16. 16. A method according to claims 11 to 15, wherein the cytochrome P450 enzyme or variant thereof is present in Streptomyces sp. NRRL 21489 cells and wherein said cells are dosed with an organic compound to be hydroxylated, optionally wherein the cells are subsequently harvested and purified to obtain the hydroxylated compound.
17. 17. A method according to claims 11 to 16, wherein the cytochrome P450 enzyme or variant thereof is expressed by at least one recombinant microorganism comprising heterologous nucleic acid encoding the enzyme, derived from Streptomyces sp.
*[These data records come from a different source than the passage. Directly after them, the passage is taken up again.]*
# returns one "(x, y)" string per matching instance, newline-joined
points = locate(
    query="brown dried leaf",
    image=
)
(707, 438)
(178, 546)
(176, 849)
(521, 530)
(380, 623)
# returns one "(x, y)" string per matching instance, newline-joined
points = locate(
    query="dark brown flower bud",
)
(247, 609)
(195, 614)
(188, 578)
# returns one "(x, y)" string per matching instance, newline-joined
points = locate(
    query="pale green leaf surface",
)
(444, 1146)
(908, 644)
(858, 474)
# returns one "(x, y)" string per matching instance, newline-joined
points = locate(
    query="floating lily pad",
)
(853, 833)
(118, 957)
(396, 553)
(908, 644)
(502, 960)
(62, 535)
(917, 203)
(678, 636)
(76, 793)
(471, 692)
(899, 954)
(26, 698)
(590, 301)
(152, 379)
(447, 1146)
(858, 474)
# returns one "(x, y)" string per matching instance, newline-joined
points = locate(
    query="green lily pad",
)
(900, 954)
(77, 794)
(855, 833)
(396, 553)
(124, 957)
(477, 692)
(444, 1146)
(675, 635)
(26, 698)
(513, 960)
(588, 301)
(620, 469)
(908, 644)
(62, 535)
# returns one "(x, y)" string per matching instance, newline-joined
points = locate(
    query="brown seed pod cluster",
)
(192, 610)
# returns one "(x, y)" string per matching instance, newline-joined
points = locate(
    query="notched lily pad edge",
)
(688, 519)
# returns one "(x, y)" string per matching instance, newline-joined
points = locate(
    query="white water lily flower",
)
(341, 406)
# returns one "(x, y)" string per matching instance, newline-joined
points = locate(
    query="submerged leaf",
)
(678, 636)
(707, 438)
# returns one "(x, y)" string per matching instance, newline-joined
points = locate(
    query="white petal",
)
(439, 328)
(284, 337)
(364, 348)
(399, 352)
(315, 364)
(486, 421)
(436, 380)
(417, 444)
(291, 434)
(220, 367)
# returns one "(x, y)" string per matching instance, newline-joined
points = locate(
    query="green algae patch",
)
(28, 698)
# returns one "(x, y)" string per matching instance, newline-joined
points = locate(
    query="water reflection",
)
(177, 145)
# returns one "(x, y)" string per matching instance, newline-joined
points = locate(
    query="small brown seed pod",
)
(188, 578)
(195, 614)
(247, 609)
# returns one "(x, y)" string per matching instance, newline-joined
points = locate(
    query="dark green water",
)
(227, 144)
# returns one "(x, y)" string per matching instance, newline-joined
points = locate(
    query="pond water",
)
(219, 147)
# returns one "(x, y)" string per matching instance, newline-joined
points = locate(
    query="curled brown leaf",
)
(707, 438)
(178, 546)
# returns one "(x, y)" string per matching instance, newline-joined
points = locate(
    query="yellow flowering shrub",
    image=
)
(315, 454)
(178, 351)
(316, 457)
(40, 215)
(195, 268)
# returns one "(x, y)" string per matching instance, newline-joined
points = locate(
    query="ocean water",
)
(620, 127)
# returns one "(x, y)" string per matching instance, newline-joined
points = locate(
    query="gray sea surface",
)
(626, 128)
NRRL 21489, wherein the at least one recombinant microorganism is dosed with an organic compound to be hydroxylated, optionally followed by a purification step to obtain the hydroxylated compound.
18. 18. A kit comprising i) a cytochrome P450 enzyme comprising SEQ ID NO: 2, or a variant enzyme having at least 70% identity thereto and having cytochrome P450 activity, or ii) a microorganism that expresses a cytochrome P450 enzyme comprising SEQ ID NO: 2, or a variant enzyme having at least 70% identity thereto and having cytochrome P450 activity, and wherein the kit further comprises instructions for use for the hydroxylation of an organic compound.
19. 19. The kit according to claim 18, wherein the cytochrome P450 enzyme used to catalyse the hydroxylation of an organic compound is preferably consisting of SEQ ID NO: 2 or a variant enzyme having at least 70% identity thereto and having cytochrome P450 activity
20. 20. A kit for use according to claim 18 or 19, wherein the kit further comprises a reducing agent, preferably ferredoxin reductase and a ferredoxin, optionally wherein the kit further comprises a buffer.
21. 21. A kit according to claims 18 or 20, further comprising one or more other 15 cytochrome P450 enzymes.
22. 22. A kit according to claims 18 to 21 wherein the cytochrome P450 enzyme or microorganism is lyophilised.